The government countered the company’s contention that the security clearance of the Home Ministry was required only at the time of initial permission and not at the time of renewal as “fallacious and contrary to the provisions of the uplinking and downlinking guidelines”.

“Clause 9.4 of the uplinking guidelines and clause 10.2 of downlinking guidelines specifically provide that all conditions required at the time of grant of initial permission are required to be complied with at the time of renewal also,” the Ministry countered.

If not, the Ministry argued, “it would lead to a situation wherein the clearance granted by the Ministry of Home Affairs [MHA] for once would operate perpetually, which would defeat the very purpose and object of grant of such security clearance”.

The government contended that permission was granted for a period of 10 years only and the security clearance by the MHA was also valid for the same period.

“Renewal of permission for a further period of 10 years requires verification and clearance of the MHA again from the point of view of national security,” it noted.

The government said the permission granted in 2015 to the company for uplinking and downlinking of TV channel, namely ‘MediaOne Life’, was cancelled on September 11, 2019 in view of the denial of security clearance by the MHA. Further the denial of permission to the company for appointment of two directors was also communicated to the company vide the Ministry’s letter on August 11, 2017.

“The cancellation of permission to MediaOne Life and denial of permission for appointment of directors in the company have not been challenged by the company and as such the proceedings became final,” the 27-page affidavit said.

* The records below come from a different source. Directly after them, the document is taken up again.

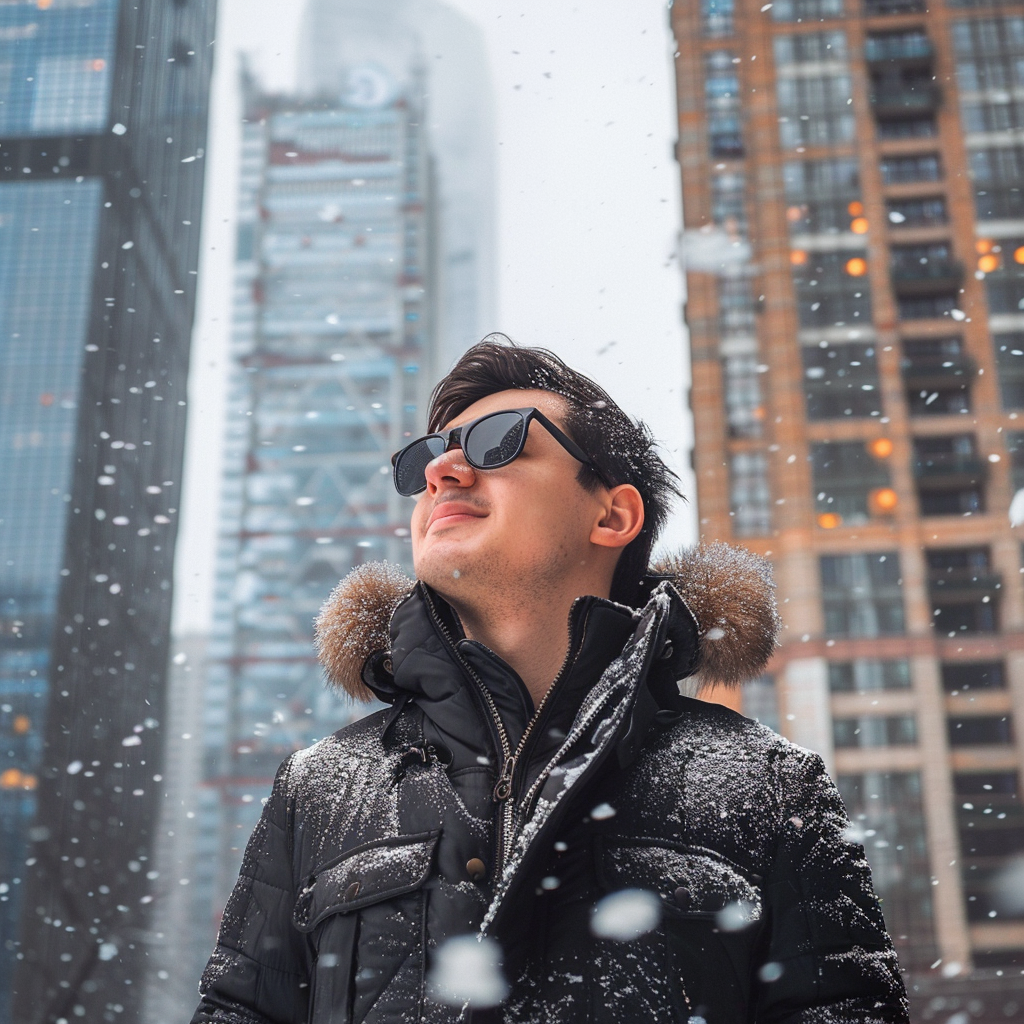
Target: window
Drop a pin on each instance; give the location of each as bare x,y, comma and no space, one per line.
937,376
988,53
735,305
806,10
722,101
815,110
949,475
964,590
996,173
716,17
862,594
750,497
960,677
810,47
896,128
925,167
847,481
990,822
841,380
743,408
822,196
925,212
833,288
894,730
927,306
867,675
980,730
728,208
1010,361
886,809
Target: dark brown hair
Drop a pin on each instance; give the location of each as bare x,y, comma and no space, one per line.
622,449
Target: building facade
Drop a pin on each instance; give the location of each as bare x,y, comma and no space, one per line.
854,245
102,124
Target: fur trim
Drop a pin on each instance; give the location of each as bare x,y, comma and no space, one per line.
731,593
354,623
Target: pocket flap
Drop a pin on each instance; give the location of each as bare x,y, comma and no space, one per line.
367,875
694,880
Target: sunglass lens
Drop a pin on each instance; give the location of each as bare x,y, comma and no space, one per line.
496,440
410,469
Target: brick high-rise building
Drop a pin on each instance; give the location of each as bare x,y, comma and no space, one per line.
854,243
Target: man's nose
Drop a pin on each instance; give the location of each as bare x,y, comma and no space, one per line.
450,469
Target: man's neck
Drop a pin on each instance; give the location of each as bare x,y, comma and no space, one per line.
532,638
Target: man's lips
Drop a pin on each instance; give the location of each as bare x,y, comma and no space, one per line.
452,512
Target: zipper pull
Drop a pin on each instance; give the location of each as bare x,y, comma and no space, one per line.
503,788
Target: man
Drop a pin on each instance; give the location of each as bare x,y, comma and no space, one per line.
541,827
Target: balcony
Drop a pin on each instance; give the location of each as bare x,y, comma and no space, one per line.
938,373
933,276
877,7
899,99
947,469
905,48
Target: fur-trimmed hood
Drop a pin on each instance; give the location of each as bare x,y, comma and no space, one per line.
729,591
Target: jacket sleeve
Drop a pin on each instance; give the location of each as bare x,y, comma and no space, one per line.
827,955
259,971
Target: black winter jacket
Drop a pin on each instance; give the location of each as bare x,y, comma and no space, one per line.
415,826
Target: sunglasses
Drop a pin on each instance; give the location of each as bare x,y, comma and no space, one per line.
487,442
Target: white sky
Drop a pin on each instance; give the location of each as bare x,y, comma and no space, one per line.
587,212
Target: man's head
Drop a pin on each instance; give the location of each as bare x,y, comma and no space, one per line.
546,515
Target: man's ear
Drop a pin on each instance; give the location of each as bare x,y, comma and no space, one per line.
622,517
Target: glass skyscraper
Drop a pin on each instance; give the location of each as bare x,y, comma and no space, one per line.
102,123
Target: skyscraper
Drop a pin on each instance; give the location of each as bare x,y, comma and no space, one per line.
854,238
349,274
102,122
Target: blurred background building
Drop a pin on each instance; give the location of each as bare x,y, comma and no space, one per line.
854,237
364,267
102,121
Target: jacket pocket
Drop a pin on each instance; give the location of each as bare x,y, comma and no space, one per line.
346,905
712,910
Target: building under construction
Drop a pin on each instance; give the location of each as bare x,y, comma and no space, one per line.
854,244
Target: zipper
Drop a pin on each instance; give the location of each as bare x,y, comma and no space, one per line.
510,759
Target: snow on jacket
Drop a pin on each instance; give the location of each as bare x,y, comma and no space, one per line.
460,811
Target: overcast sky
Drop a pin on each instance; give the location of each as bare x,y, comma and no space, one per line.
587,212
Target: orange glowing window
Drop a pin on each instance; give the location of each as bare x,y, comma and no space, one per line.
883,500
881,448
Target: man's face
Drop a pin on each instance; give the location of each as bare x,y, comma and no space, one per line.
525,523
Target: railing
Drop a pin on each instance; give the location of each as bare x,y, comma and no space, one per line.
895,99
948,467
940,371
913,278
872,7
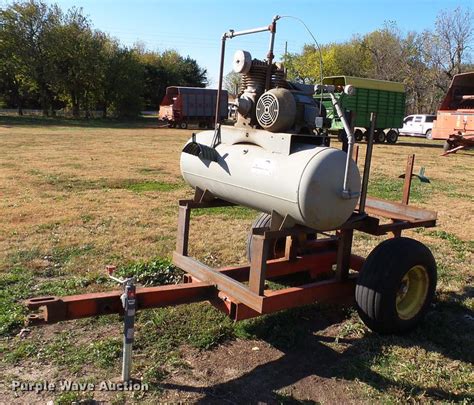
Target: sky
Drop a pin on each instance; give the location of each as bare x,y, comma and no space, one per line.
195,27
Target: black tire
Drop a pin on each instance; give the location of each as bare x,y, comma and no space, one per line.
264,221
358,135
392,136
383,280
379,136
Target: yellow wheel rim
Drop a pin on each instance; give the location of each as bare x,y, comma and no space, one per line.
412,292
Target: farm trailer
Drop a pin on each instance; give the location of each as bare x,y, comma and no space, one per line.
455,119
246,165
385,98
182,106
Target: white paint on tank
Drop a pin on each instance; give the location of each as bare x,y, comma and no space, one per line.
305,183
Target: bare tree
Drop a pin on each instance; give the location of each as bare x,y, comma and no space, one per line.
454,34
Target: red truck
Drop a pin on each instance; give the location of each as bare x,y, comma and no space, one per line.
455,119
192,105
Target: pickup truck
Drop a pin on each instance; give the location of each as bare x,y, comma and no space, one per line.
418,125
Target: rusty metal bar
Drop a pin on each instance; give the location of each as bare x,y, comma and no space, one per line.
223,282
258,264
368,161
323,291
355,153
344,254
182,237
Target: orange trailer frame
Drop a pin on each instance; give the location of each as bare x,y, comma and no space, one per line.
455,118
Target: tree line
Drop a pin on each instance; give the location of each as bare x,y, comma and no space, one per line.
424,62
52,59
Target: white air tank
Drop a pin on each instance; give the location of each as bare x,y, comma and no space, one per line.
305,183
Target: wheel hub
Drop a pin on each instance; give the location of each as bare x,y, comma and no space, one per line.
412,292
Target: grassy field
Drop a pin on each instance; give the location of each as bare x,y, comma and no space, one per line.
76,196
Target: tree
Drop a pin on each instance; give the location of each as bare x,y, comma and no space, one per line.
453,37
166,69
76,58
25,30
122,83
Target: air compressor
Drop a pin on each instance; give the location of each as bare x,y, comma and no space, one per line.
273,159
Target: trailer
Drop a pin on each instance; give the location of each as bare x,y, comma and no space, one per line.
182,106
312,199
385,98
455,119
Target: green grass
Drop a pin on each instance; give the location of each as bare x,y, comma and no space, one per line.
41,122
153,272
146,186
14,287
460,247
64,182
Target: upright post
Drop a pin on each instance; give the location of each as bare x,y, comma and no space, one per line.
407,182
182,237
368,160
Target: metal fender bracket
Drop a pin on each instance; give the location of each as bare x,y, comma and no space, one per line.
350,195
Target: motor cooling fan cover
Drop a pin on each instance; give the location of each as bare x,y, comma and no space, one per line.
276,110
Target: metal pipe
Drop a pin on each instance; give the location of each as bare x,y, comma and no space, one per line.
270,55
129,306
217,129
368,160
346,193
232,33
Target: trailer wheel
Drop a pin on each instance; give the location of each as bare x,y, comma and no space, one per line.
379,136
392,136
358,135
396,285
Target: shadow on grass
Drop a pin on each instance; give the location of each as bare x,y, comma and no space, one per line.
378,361
140,122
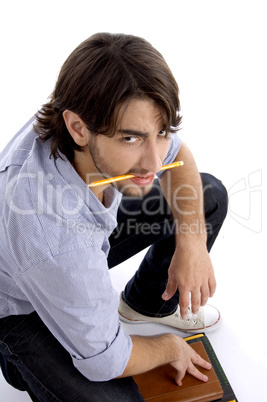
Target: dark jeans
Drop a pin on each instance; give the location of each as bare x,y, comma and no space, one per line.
33,360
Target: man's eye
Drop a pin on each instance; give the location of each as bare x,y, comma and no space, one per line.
130,140
164,133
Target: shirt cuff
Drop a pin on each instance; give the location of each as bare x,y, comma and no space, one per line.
109,364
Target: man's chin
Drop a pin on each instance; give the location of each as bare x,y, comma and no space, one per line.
130,190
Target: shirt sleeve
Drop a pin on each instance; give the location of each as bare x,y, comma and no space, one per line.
73,294
175,143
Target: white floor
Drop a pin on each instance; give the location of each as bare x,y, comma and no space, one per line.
216,52
240,342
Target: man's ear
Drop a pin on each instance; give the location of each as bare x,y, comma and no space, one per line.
76,128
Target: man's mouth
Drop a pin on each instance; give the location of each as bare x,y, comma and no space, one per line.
143,180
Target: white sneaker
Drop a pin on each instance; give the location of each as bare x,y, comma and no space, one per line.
208,319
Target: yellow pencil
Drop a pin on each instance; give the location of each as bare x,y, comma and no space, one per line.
130,176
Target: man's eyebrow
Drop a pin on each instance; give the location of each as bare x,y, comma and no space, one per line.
133,132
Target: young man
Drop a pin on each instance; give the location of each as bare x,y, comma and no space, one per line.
114,110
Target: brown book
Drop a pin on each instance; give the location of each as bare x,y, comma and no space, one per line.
158,385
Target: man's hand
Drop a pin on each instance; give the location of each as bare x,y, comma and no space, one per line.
192,272
154,351
186,363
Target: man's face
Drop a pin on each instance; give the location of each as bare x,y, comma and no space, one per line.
138,147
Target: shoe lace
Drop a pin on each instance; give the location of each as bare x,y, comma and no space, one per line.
190,316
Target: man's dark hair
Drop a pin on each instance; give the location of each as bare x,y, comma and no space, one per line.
101,74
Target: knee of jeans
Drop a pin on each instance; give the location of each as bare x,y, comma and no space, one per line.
215,192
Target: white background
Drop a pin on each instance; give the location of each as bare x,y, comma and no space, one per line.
217,52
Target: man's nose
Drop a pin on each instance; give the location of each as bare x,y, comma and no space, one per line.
151,161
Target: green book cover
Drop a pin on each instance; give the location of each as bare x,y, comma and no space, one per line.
228,393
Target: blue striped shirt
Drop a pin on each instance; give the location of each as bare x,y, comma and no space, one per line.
53,258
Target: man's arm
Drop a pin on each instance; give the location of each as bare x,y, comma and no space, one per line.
191,268
154,351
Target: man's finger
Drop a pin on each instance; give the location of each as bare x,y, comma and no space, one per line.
170,289
184,303
195,301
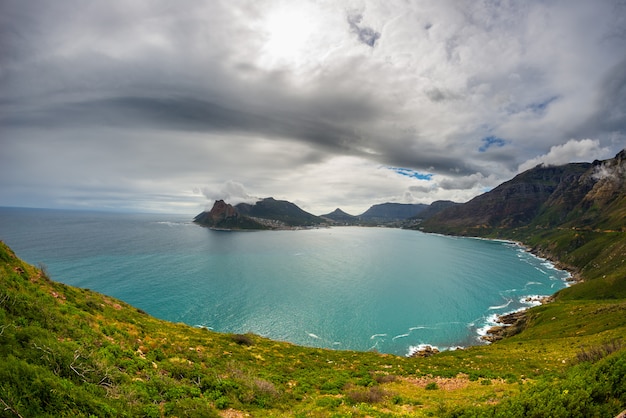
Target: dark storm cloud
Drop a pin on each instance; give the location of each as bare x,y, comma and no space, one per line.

The government argued that at the time of applying for renewal, the company had enclosed the forms for security clearance, signifying that at the time it had “no apprehension about the requirement of security clearance for renewal of permission.”

The government said it was willing to produce the necessary files before the Supreme Court again in a sealed cover.

The court had stayed the telecast ban on MediaOne on March 15 while keeping open the question whether the internal government files, based on which the media company’s security clearance was not renewed in an order on January 31, 2022, ought to be shared with the media company.